Reduce da un recente viaggio a Milano, dove ha incontrato Steven Zhang, Beppe Marotta e Alessandro Antonello nella sede dell'Inter e successivamente Zvone Boban in quella del Milan, Gianni Infantino è tornato a parlare di come vorrebbe cambiare il calcio nei prossimi anni. Il numero uno della Fifa lo ha fatto attraverso un documento condiviso con i media di tutto il mondo e pubblicato online, con il quale ha illustrato i principali punti del progetto ‘Vision 2020-23'.

La strategia di Infantino

Nei piani del presidente della Fifa, ci sono infatti una serie di grandi novità che spaziano dalle modifiche dei regolamenti a quelle relative all'utilizzo del Var, passando anche dalla lotta al razzismo e dal calciomercato: un ‘programma di governo' che Infantino ha fatto pubblicare sul sito ufficiale della Fifa. "Dopo aver visitato oltre 100 paesi da quando sono stato eletto presidente della Fifa quattro anni fa, credo che abbiamo del lavoro da fare per rendere il calcio davvero globale", ha spiegato l'ex dirigente Uefa.

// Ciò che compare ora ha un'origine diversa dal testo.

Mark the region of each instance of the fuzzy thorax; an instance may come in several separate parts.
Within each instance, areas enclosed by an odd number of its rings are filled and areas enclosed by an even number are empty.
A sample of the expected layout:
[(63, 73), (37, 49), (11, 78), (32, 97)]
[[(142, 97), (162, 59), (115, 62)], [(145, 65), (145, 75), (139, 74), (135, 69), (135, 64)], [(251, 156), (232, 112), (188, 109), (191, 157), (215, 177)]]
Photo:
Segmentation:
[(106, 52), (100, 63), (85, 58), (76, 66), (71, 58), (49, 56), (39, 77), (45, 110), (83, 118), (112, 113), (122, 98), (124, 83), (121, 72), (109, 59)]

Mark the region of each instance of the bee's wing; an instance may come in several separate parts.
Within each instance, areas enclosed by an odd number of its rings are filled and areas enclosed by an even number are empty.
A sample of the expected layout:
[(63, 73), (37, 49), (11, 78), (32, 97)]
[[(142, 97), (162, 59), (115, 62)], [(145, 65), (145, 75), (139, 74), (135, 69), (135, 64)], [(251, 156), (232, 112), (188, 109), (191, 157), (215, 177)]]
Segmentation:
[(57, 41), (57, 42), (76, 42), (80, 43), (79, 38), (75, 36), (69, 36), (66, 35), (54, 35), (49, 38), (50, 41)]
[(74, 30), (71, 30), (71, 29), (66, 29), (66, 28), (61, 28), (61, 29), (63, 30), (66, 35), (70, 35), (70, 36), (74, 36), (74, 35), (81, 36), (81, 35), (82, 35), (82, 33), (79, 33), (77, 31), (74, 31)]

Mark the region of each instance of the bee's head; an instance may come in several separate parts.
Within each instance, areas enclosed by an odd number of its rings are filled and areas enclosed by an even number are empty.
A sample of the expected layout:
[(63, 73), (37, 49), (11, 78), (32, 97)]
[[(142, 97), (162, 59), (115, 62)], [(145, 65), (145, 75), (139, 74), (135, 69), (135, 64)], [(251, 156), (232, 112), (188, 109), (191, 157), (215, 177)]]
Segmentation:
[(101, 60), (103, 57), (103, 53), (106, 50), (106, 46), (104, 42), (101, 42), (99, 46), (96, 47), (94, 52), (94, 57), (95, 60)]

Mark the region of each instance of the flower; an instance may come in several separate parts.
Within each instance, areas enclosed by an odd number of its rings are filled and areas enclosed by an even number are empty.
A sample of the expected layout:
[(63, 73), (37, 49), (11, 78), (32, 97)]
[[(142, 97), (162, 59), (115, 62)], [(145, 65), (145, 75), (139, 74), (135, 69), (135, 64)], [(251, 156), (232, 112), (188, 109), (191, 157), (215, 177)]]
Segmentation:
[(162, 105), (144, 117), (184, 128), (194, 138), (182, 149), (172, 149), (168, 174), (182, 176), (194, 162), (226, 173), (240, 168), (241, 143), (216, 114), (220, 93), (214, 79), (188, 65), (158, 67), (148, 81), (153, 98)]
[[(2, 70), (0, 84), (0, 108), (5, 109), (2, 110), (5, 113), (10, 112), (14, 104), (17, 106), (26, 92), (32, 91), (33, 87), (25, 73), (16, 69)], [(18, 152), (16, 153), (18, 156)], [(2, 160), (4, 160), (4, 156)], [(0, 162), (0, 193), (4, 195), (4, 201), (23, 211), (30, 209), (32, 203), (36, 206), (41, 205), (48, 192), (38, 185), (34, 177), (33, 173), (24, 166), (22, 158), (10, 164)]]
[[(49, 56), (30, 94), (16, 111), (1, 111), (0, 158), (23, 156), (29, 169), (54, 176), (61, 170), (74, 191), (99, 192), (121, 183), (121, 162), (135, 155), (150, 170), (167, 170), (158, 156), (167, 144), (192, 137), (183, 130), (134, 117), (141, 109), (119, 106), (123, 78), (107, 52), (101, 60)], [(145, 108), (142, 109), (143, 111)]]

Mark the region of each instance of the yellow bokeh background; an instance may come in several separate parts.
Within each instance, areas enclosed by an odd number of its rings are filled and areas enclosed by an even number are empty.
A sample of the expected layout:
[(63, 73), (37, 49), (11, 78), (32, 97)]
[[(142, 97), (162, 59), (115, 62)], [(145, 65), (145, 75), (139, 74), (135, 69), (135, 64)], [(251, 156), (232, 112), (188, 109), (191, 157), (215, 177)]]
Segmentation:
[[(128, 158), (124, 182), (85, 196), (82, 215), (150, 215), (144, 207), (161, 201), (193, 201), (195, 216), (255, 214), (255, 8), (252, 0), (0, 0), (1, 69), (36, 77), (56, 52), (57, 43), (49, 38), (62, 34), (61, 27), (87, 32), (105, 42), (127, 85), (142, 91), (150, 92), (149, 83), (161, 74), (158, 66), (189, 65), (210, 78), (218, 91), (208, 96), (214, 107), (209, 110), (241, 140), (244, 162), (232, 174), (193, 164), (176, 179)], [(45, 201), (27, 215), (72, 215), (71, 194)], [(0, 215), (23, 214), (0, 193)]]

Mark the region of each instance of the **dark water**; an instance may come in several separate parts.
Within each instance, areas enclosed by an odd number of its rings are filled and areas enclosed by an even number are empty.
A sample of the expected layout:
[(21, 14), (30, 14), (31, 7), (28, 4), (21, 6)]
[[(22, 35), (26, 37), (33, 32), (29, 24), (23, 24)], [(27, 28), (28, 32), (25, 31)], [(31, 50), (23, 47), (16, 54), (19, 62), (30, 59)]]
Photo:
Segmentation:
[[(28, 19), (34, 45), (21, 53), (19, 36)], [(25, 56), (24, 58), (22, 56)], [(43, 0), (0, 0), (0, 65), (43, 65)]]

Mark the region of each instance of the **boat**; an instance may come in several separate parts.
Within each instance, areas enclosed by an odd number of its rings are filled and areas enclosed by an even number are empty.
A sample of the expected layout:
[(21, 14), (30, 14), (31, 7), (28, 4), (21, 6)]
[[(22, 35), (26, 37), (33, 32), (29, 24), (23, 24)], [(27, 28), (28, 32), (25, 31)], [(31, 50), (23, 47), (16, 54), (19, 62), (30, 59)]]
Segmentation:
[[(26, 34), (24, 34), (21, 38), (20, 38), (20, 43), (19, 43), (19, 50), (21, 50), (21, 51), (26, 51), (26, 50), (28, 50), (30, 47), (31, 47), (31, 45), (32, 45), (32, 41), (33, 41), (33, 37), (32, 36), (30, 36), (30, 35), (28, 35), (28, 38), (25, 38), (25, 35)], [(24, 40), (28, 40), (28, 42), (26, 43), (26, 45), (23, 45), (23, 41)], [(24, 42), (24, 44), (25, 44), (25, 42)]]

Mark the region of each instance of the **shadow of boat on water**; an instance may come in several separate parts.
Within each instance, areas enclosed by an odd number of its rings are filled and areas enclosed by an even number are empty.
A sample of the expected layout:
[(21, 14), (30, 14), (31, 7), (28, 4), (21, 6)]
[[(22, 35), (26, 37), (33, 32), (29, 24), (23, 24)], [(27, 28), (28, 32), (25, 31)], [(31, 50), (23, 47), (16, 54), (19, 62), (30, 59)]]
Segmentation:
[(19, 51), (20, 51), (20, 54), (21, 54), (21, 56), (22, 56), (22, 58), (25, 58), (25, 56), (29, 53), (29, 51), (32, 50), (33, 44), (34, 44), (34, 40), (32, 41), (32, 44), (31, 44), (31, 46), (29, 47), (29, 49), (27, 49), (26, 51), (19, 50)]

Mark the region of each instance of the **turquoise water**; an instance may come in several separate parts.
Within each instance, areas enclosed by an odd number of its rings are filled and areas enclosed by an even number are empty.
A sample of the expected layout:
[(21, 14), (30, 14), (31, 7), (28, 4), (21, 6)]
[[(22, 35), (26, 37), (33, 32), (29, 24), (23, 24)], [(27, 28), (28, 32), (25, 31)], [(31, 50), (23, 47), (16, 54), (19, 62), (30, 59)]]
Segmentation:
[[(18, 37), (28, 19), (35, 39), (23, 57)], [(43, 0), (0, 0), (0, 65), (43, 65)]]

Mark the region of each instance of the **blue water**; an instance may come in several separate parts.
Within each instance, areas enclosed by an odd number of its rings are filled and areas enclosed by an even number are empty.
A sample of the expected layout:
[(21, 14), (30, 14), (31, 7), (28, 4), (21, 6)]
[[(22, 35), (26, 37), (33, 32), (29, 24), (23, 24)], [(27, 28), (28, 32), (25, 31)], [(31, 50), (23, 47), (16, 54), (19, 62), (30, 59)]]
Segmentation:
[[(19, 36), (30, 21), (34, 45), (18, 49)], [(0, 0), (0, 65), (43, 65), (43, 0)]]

Le modifiche a regole, tornei e trattative di mercato

Ma quali sono le novità più importanti alle quali sta lavorando Gianni Infantino? In primis quella legata alla creazione di un calendario internazionale che possa essere condiviso da tutti e in linea con le esigenze di tutti i continenti. Oltre a questo importante punto, il presidente della Fifa vorrebbe inoltre rivedere alcune regole per garantire un gioco più offensivo e spettacolare, riformare il sistema dei trasferimenti dei giocatori e garantire a calciatori, allenatori e club una maggior protezione.

Il punto sul Var e sulla lotta al razzismo

Tra i punti evidenziati dal 49enne dirigente svizzero, ci sono anche la promozione e lo sviluppo del Mondiale per club del 2021, la riforma e la sostenibilità (economica, sociale e ambientale) dei tornei, ulteriori investimenti per migliorare il Var e le comunicazioni con l’arbitro, la lotta al razzismo, la salvaguardia dei minori e l'impegno a dare ancor più importanza al calcio femminile. "Rendere il calcio veramente globale, ad ogni livello, è il compito principale che la Fifa deve perseguire nei prossimi anni", ha infine dichiarato Gianni Infantino.